The second point of comparison that I couldn't help notice was with Titanic, though this likely falls more into the category of coincidental.

It made me realize, possibly for the first time, that there is a real Romeo & Juliet quality to Jack and Rose's relationship in Titanic. Sure the similarity became obvious to me because DiCaprio played both Romeo and Jack, but there are other elements that solidify that similarity. For one, Rose being rich and Jack being poor is a similar sort of "opposites attract" scenario that informs their Montague-Capulet style pairing. But then there are also similarities with the way their romance develops, including scenes of going hand in hand to run around corners and evade the pursuit of the people who would stop them. Even the element of suicide is common between them, as you recall that Rose is considering jumping off the back of the ship at the time Jack meets her.

One other similarity I could not ignore. Although Paul Rudd technically plays the role of Romeo's romantic rival, Paris (Dave Paris, ha ha), Paris is a bit of a drip and doesn't much factor in to the story. (And what a babyface version of Rudd!) Romeo's real antagonist, whom he eventually kills, is Tybalt, played by John Leguizamo. I couldn't help notice a physical similarity between Leguizamo and Jack's rival in Titanic, played by Billy Zane. Imagine them in your mind and you'll see what I mean. (By the way, as many times as I've seen Titanic -- I want to say it's about six -- I had to look up his character's name just now. Caledon Hockley? That doesn't sound right.)

Of course, the real similarities are between this and Luhrmann's future work. Naturally it's easy to see similarities to his very next film, Moulin Rouge!, which also includes an illicit tragic romance where the central pair are trying to evade a romantic rival. Some of the most "in your face" aspects of Romeo + Juliet from a style perspective are just getting warmed up for Moulin Rouge! Then the film is also a reminder of the future The Great Gatsby, as there are big parties here that resemble the big parties there -- plus of course both films star DiCaprio. (I caught myself wondering what Luhrmann might have done as the director of last year's Babylon, instead of Damien Chazelle. Would certainly have had a lot more heart.)

To be clear, the style elements that maybe didn't work for me in 1996 do in fact work for me now. In fact, I think they are an essential part of what I've come to call this series: Baz Jazz Hands. If I didn't like the choices Luhrmann made with his camera, with his editing, with his anachronisms, etc., I likely wouldn't be doing a series like this at all.
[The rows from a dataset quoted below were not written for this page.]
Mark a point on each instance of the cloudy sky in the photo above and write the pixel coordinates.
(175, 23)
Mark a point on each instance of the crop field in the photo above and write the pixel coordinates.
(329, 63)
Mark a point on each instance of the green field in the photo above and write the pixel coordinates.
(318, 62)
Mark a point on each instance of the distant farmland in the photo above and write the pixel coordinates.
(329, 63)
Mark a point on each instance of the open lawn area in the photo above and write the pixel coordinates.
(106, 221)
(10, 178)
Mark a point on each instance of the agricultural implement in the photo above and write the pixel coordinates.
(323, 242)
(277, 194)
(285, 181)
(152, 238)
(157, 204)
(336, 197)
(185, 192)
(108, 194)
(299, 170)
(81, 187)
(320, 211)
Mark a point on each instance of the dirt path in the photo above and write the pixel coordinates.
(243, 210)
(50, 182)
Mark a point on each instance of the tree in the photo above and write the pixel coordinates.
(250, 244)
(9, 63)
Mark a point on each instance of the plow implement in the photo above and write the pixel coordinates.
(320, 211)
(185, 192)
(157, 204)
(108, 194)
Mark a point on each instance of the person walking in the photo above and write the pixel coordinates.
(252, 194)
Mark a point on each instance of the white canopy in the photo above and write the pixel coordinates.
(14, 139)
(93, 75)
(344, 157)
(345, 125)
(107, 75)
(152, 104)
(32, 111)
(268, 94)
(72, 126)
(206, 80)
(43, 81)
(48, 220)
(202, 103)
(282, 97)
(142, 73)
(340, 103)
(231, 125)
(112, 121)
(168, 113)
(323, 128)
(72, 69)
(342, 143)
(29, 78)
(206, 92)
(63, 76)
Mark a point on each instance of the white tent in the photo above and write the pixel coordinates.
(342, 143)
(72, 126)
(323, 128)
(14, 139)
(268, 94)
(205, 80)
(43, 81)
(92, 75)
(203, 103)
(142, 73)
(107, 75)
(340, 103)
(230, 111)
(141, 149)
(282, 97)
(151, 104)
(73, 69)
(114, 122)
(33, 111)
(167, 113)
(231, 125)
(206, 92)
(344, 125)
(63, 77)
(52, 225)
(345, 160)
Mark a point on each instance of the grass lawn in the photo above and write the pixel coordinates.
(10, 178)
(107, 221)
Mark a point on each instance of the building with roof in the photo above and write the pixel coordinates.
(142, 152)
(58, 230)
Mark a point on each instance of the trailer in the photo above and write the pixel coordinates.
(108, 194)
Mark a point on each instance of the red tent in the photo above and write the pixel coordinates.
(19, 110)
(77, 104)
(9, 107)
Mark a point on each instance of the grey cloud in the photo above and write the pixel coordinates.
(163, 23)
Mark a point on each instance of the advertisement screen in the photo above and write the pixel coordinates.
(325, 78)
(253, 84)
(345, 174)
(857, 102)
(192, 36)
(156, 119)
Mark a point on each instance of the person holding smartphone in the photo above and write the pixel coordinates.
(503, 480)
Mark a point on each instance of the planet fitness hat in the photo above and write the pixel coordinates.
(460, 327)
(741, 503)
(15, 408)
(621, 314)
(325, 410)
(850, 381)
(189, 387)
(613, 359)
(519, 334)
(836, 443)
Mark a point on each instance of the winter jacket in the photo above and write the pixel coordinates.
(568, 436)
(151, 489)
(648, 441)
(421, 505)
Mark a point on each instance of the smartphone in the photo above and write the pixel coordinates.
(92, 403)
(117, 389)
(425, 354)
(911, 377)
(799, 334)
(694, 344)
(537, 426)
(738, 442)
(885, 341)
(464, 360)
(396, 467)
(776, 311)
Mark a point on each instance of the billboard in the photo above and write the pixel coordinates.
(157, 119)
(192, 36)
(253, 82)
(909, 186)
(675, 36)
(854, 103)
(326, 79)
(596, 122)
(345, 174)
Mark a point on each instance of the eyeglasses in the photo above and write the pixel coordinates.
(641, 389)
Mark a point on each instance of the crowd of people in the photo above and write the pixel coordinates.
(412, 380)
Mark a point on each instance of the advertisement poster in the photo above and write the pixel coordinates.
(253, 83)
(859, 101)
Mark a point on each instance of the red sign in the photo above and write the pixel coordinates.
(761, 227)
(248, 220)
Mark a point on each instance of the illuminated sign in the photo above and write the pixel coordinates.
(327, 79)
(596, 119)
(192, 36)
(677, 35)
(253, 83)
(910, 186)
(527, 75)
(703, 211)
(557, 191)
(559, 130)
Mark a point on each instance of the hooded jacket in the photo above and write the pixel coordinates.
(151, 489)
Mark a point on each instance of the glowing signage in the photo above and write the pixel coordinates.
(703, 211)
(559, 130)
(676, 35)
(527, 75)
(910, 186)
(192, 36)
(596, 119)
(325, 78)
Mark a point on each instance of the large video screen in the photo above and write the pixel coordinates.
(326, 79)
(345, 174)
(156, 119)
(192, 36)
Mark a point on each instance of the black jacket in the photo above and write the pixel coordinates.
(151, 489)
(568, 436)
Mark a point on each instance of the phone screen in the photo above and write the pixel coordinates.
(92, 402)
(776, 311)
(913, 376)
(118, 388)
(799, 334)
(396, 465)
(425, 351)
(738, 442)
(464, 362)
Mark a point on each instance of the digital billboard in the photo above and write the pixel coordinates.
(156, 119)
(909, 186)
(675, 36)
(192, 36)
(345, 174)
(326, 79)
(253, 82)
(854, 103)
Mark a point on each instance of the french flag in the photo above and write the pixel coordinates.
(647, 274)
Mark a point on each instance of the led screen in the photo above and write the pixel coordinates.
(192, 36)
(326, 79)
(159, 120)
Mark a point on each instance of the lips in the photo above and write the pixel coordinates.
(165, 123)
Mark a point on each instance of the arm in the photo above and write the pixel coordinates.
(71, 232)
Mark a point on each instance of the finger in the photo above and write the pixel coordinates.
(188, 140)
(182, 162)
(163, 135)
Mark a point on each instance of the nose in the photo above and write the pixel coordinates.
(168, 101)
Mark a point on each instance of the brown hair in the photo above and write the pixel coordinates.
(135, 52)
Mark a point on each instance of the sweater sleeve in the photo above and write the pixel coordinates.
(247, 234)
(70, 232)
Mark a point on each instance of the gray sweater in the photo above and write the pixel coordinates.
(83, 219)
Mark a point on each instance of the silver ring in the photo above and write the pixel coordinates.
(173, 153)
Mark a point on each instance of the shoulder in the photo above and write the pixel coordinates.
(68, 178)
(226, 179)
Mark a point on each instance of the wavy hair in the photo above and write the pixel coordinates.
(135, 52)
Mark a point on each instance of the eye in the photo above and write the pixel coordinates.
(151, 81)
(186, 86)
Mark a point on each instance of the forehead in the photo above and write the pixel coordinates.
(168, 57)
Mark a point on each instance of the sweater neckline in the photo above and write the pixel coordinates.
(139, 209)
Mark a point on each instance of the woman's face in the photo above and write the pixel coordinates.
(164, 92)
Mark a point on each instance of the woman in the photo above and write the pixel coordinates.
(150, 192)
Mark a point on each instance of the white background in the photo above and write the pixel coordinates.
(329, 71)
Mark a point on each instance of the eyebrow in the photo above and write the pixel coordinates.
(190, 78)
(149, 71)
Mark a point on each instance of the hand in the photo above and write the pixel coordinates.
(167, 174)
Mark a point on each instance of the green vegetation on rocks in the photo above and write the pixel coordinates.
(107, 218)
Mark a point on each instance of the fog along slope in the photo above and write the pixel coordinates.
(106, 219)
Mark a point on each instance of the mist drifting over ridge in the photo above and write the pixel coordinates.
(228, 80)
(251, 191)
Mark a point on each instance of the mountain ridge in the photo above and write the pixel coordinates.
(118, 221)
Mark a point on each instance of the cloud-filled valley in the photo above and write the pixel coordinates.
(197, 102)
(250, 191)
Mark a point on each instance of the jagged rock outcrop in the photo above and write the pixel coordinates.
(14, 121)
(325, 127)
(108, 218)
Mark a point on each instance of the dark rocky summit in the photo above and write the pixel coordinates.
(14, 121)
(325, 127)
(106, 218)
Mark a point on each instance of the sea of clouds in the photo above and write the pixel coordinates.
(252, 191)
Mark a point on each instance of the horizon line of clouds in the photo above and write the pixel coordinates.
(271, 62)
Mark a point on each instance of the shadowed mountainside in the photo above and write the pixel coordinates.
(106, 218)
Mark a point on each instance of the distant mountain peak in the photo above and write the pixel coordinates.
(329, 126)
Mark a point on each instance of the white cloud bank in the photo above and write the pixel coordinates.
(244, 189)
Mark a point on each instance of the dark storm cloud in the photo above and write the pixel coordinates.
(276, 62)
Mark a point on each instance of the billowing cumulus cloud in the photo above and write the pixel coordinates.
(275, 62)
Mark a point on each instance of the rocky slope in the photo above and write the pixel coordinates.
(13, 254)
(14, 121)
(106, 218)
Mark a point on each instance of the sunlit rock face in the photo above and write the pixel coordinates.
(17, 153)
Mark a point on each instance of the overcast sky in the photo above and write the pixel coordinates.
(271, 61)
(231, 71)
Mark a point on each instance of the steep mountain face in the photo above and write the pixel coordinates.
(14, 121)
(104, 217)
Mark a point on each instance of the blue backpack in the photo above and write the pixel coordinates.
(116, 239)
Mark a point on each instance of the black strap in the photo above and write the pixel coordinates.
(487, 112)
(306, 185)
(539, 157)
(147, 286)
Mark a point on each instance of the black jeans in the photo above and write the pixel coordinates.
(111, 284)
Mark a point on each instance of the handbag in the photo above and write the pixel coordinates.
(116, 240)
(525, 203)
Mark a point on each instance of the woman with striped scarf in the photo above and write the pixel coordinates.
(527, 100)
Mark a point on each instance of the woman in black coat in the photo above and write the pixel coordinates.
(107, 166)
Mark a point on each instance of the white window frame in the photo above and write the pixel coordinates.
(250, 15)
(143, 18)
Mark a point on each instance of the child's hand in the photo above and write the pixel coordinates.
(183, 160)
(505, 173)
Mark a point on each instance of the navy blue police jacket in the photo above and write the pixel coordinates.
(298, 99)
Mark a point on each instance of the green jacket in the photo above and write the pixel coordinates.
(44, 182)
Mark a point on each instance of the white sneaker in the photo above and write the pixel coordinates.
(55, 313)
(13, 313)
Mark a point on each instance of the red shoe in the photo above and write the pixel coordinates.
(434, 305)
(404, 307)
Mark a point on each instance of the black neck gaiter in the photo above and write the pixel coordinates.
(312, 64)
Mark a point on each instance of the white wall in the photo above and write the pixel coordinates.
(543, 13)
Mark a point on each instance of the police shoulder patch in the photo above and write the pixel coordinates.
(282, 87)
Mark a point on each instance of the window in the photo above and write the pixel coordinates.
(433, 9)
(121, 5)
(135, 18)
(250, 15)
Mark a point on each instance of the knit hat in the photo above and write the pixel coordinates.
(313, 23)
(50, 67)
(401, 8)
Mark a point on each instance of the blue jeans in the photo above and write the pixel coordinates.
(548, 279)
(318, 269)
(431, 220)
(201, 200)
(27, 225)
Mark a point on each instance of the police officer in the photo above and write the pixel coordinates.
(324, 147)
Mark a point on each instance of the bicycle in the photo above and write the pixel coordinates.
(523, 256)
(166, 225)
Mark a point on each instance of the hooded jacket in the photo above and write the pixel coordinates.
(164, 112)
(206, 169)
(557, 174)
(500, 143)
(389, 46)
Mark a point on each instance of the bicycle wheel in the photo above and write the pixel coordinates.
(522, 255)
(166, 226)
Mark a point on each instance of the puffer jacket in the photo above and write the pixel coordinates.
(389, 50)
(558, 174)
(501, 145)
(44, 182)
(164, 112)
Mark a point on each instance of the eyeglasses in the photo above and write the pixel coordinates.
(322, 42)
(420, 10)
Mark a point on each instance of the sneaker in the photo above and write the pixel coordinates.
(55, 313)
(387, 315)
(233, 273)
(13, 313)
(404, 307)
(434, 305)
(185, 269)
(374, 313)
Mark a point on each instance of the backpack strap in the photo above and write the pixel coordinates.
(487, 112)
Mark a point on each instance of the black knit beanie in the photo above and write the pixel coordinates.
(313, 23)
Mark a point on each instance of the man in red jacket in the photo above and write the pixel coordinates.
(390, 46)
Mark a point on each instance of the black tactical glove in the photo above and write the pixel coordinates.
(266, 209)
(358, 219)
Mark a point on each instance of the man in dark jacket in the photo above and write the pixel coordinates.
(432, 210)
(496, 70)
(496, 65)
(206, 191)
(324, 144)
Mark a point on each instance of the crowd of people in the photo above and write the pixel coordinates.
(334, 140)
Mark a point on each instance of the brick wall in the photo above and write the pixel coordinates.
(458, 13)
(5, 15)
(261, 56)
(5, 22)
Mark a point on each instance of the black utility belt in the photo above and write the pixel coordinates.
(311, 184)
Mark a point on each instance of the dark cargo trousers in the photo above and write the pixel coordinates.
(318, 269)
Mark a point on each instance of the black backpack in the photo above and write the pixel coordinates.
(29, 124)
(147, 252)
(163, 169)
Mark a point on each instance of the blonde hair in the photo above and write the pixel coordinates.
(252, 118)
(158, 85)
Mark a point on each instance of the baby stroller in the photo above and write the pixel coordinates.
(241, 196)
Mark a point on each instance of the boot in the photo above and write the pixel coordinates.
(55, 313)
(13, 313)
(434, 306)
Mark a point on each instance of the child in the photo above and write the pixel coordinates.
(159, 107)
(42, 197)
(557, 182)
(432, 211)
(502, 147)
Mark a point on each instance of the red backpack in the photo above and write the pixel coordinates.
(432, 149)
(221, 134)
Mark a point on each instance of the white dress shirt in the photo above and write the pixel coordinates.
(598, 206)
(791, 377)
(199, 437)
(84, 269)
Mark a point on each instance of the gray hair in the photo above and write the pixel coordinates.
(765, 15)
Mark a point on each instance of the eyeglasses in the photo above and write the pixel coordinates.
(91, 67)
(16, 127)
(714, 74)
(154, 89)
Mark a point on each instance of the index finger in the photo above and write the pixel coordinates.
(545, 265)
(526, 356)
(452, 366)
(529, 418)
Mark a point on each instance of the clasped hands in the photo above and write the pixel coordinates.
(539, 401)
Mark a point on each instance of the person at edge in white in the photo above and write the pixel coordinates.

I have to come back to DiCaprio's histrionics before I close things out for today.

I may be overstating this a little bit. DiCaprio has always been a good actor, even back then, and I suspect any tendency to turn things up to 11 was the result of a direct request from his director. His screaming of "I am fortune's fool!" is something I always think of as a telling moment from this film, and I think I thought it was all a bit too much back then. Which, as suggested earlier, may just be my notion that the whole play is a bit overwrought. 

There are really only a few moments like this, and I do think DiCaprio does a better job than Claire Danes as Juliet. She's not bad, but I did think she seemed a little uncomfortable with some of the dialogue. I do remember really swooning for her at this age, probably because she reminds me a little bit of a former girlfriend, just around the face. (As opposed to, you know, her elbows.) But I also noticed a moment when she does this sort of choking cry that seems a bit off -- and I noticed it in particular because Danes has this really over-the-top crying seen in Fleishman is in Trouble. It's not that her crying strikes me as artificial, but maybe just that few actresses are willing to "cry ugly" the way Danes is willing to "cry ugly."

So as not to leave you with a negative impression of what I thought about these two, I do find their scenes together to be incredibly romantic -- a function of both their chemistry, and Luhrmann's expert ability to conjure romance on screen. 

Okay I clearly had a lot more to say about this movie than maybe I thought I would going in.

In June I'll be back with what has historically been my favorite Luhrmann film, Moulin Rouge! We'll see if it still holds that crown after my first viewing since 2011.